Von welcher Gegend sprechen wir denn?

400k für Haus + Nebenkosten + Außenanlage + Küche? würde bei uns für nicht viel Haus reichen.

Also ich würde defintiv die Wohnung verkaufen.
Dafür würde ich aber das Grundstück behalten. Die 40k sind im Vergleich zur Wohnung ja vernachlässigbar.
Einzige Alternative wäre für mich mit dem Hausbau zu warten, bis deine Frau auch Geld verdient.
Wir sprechen von der Region Braunschweig/Wolfsburg. Die Wohnung befindet sich in Wolfsburg. Der Hausbau wird 30km außerhalb "auf dem Dorf" realisiert. Wenn ich mit dem Hausbau warte bis meine Frau auch verdient ist es 2024. Allerdings lebe ich ja jetzt und nicht in 3 Jahren...
driver5516.05.21 18:57
cyberosti schrieb:

Derzeit kreisen meine Gedanken darum, was wir uns überhaupt leisten können
Das ist normalerweise der allererste Schritt, bevor auch nur ein Strich beim Grundriss gezeichnet und ein Cent ausgegeben ist/wurde. Weshalb kauft man ein (viel zu großes) Grundstück für über 100 k€, wenn’s doch auch locker die Hälfte getan hätte.
Aus meiner Sicht wird Deine Frau die nächsten 5 (bis 8) Jahre keinen (wesentlichen) Beitrag zur Finanzierung beisteuern können.
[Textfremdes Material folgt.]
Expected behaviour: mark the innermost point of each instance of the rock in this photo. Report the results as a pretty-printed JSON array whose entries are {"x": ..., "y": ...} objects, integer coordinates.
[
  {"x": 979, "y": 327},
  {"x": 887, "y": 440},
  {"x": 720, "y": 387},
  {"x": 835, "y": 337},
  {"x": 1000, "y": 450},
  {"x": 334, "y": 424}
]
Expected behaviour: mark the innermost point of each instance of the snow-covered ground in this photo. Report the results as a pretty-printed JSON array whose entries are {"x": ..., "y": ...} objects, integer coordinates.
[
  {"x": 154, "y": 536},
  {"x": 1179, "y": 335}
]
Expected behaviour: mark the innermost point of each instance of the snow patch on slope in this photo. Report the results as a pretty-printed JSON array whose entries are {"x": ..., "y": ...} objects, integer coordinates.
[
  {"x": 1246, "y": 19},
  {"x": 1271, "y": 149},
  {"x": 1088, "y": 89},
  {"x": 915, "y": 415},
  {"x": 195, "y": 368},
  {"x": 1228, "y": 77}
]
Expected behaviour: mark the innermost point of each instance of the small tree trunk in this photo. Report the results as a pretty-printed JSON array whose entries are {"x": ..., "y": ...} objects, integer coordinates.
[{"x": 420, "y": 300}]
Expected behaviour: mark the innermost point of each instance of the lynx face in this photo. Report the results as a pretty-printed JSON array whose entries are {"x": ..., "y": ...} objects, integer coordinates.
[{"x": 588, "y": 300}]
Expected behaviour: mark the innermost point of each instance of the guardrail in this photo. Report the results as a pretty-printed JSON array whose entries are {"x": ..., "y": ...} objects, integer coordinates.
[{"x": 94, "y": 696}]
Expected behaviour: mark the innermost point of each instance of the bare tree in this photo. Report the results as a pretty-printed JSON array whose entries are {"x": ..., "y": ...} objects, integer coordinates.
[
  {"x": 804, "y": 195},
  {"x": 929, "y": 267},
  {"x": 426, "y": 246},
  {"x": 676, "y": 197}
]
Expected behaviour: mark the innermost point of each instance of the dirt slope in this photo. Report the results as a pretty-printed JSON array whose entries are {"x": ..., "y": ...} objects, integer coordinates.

Hinzu kommt, dass das KiGeld doppelt und dreifach ausgegeben wird. (Bis die Grundausstattung vorhanden ist....und dann kommen die laufenden Kosten...).
Und bei ca. 500.000€ Finanzierungsbedarf sollte eine Rate von 1500-2000€ angepeilt werden.

Wie hoch ist derzeit die Rate der Wohnung?

Ich würde erstmal die aktuelle Situation festhalten und alle Einnahmen/Ausgaben (Haushaltsbuch) auflisten, dann siehst du gleich, was mit/ohne Wohnungsverkauf möglich ist.
Die o.g. Zinsen kannst als Orientierung einbeziehen.